The manual lookup will come last, so it does not matter what feature it was added to.

anthrotype commented 2 years ago

mark positioning in not cumulative, so even if a broken implementation applied the lookup three times it would still give the same output

good point. Besides, building one lookup for all mark-related features would simplify the code a bit. I'm warming up to the idea.

simoncozens commented 2 years ago

I think Khaled's two points:

For characters that can b e used in multiple scripts, it should be added to all relevant features for these scripts, not only one of them.

If the font does not have any characters of a given script other than shared ones, it should not be considered (alternatively font’s languagesystems should to be consulted).

are the ones to address.

khaledhosny commented 2 years ago

Aren't all GPOS lookups applied in one stage? If so the feature tag does not really matter, only the lookup order. A lookup defined in a prefix can't override automatic lookups inserted after it already regardless of what we are going to do here.

khaledhosny commented 2 years ago

This is breaking several fonts for me already, and I don’t want to start forking feature writers! One less far reaching fix, is to limit USE_SCRIPTS to scripts that we know kern, mark, and mkmk features are not applied for them.

khaledhosny commented 2 years ago

(This affects more than kashida, it affects any code point with script extension that includes on of the USE scripts and there is quite a few of them).

behdad commented 2 years ago

Can we unblock Khaled's fonts please?

simoncozens commented 2 years ago

One less far reaching fix, is to limit USE_SCRIPTS to scripts that we know kern, mark, and mkmk features are not applied for them.

I don't understand this. kern/mark/mkmk are applied for all USE scripts, right?

simoncozens commented 2 years ago

Daft question, can we just use mark for everything? The abvm/blwm split is error-prone anyway. (https://github.com/fonttools/fonttools/issues/2510#issuecomment-1018380320)

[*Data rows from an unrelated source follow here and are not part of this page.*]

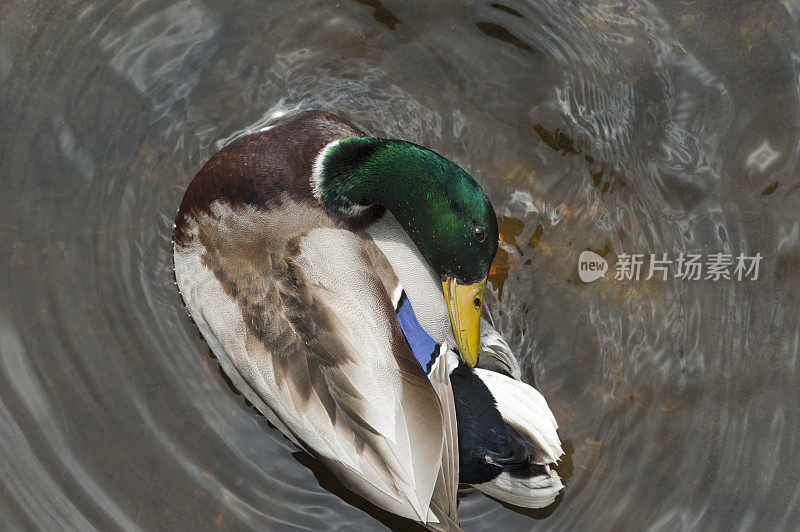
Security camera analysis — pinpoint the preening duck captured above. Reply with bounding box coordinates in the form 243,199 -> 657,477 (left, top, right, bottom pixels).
173,111 -> 498,529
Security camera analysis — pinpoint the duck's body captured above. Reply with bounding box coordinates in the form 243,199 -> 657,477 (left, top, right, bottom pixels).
174,111 -> 552,529
174,113 -> 455,523
395,292 -> 563,508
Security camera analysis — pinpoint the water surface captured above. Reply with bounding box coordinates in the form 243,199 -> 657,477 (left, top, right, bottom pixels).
0,0 -> 800,531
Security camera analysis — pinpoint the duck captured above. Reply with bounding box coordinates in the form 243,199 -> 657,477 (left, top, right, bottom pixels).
173,111 -> 556,530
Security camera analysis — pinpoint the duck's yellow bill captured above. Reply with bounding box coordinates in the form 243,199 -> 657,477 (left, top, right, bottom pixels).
442,277 -> 486,368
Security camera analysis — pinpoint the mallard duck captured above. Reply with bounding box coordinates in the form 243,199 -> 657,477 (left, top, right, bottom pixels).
173,111 -> 498,529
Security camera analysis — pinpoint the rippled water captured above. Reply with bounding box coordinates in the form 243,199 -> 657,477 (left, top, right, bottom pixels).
0,0 -> 800,530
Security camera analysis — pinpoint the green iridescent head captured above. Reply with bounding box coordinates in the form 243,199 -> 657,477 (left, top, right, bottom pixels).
317,137 -> 498,284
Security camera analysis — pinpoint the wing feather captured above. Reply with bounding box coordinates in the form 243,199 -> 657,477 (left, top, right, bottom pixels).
175,201 -> 446,522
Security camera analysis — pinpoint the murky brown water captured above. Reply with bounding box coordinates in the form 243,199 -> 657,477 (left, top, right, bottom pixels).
0,0 -> 800,531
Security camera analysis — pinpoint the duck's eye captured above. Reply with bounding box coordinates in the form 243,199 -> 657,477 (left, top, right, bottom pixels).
472,225 -> 486,242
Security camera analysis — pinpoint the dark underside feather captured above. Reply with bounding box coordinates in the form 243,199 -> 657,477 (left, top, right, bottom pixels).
396,291 -> 540,484
450,362 -> 530,484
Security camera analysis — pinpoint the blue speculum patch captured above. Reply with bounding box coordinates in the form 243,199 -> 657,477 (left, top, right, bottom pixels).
397,292 -> 437,373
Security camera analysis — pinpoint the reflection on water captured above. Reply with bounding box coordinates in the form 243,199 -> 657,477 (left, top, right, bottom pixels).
0,0 -> 800,530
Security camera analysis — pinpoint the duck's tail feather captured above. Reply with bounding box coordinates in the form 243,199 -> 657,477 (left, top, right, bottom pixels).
475,469 -> 564,508
428,348 -> 460,530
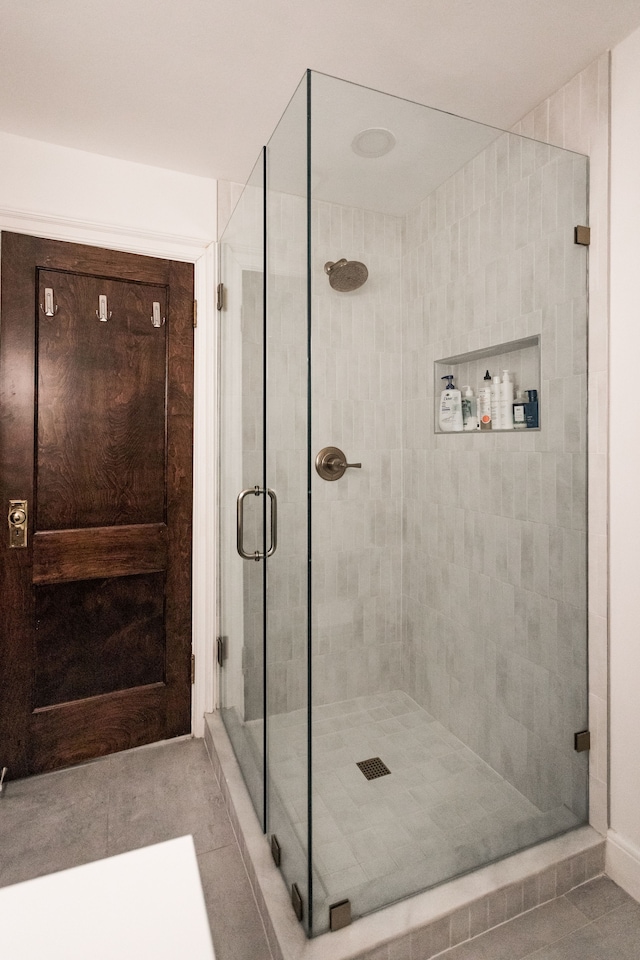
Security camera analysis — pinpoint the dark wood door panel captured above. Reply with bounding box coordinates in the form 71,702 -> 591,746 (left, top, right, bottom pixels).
33,573 -> 165,709
29,683 -> 167,771
0,233 -> 193,777
34,270 -> 167,530
33,523 -> 168,584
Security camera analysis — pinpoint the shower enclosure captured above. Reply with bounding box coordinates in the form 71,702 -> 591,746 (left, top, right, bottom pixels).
218,73 -> 588,936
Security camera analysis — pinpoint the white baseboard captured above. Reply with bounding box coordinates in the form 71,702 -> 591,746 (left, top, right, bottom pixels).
605,830 -> 640,900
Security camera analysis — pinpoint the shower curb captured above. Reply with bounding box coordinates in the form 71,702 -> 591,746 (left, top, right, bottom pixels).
205,713 -> 605,960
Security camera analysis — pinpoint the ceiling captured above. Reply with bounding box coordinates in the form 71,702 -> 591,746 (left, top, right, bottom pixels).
0,0 -> 640,183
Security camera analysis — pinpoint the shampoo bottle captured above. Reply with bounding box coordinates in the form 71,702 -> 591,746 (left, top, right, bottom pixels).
500,370 -> 513,430
491,377 -> 502,430
478,370 -> 491,430
513,394 -> 527,430
438,375 -> 462,433
462,387 -> 480,430
524,390 -> 540,427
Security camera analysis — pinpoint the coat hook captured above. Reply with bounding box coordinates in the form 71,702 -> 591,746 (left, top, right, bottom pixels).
40,287 -> 58,317
151,300 -> 165,327
96,293 -> 113,321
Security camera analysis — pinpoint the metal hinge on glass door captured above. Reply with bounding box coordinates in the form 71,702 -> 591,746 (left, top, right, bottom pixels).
216,637 -> 227,667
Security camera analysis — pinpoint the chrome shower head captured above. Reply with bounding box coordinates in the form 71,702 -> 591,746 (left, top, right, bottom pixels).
324,257 -> 369,293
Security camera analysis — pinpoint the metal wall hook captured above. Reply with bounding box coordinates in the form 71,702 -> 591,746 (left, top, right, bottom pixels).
96,293 -> 113,322
40,287 -> 58,317
151,300 -> 165,327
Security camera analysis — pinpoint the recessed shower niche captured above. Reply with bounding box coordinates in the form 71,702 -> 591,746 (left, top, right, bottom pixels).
219,73 -> 587,936
433,335 -> 540,436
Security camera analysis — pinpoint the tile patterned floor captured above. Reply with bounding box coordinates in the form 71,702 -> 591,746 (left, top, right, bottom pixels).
0,740 -> 640,960
0,740 -> 271,960
436,877 -> 640,960
256,691 -> 579,929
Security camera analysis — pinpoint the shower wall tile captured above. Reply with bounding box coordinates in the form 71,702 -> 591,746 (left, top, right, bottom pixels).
403,88 -> 587,813
311,202 -> 400,705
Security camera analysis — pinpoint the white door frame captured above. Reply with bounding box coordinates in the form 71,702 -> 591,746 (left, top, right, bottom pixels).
0,207 -> 218,737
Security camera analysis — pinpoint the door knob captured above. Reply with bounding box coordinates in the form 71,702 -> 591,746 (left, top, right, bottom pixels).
316,447 -> 362,480
7,500 -> 28,547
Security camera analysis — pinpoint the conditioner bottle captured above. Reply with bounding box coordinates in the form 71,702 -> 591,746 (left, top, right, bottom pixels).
438,375 -> 462,433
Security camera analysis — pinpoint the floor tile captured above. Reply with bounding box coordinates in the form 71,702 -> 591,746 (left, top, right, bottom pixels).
198,843 -> 271,960
566,877 -> 640,920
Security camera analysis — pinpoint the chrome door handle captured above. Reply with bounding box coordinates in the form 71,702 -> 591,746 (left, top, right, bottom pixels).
316,447 -> 362,480
236,486 -> 278,561
7,500 -> 29,547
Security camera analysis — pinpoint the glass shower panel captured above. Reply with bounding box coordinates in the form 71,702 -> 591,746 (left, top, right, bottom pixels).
265,82 -> 310,930
309,73 -> 588,934
218,156 -> 265,829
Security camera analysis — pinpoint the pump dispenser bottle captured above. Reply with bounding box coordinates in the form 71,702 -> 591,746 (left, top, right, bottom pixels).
478,370 -> 491,430
462,386 -> 480,430
491,377 -> 502,430
438,374 -> 463,433
500,370 -> 513,430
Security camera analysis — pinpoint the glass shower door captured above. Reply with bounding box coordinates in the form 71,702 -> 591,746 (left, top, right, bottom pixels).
265,82 -> 311,930
218,156 -> 266,829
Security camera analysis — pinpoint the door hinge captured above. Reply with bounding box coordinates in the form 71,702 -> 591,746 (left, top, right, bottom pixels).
216,637 -> 227,667
291,883 -> 304,921
329,900 -> 351,932
573,730 -> 591,753
270,833 -> 282,867
573,226 -> 591,247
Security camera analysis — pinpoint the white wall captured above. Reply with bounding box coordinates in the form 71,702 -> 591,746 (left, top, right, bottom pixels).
0,132 -> 216,248
0,132 -> 217,736
607,18 -> 640,898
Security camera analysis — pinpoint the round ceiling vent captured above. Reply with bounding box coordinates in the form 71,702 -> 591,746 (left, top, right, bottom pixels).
351,127 -> 396,158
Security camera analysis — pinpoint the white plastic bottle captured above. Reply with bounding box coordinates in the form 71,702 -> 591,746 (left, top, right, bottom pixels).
478,370 -> 491,430
491,377 -> 502,430
462,387 -> 480,430
500,370 -> 513,430
438,375 -> 462,433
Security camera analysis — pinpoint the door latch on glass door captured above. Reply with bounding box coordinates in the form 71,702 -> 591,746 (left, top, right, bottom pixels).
7,500 -> 28,547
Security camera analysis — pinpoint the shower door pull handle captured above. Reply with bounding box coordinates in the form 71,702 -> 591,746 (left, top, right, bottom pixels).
236,486 -> 278,561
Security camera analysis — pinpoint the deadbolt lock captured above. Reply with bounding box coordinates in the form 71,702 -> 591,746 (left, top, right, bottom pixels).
8,500 -> 28,547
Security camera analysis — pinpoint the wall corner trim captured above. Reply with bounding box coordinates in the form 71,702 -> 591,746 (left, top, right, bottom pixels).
605,829 -> 640,900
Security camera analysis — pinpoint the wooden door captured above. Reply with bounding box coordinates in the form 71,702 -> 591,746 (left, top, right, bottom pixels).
0,233 -> 193,778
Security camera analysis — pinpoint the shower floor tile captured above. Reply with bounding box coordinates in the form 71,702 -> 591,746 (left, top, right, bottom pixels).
262,691 -> 580,932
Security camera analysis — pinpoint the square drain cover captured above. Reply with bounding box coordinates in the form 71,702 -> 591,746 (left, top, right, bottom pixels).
356,757 -> 391,780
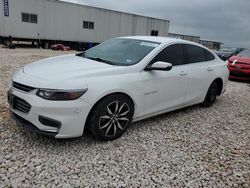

madig commented 1 year ago

Daft question, can we just use mark for everything?

Isn't the problem that some non-HarfBuzz shapers demand abvm/blwm? HB seems fine with putting stuff into mark.

khaledhosny commented 1 year ago

I think HarfBuzz enables all the three features everywhere, but I don’t think other implementations do the same. I know that Core Text does not enable abvm/blwm for Arabic. Other scripts might get abvm/blwm but not mark.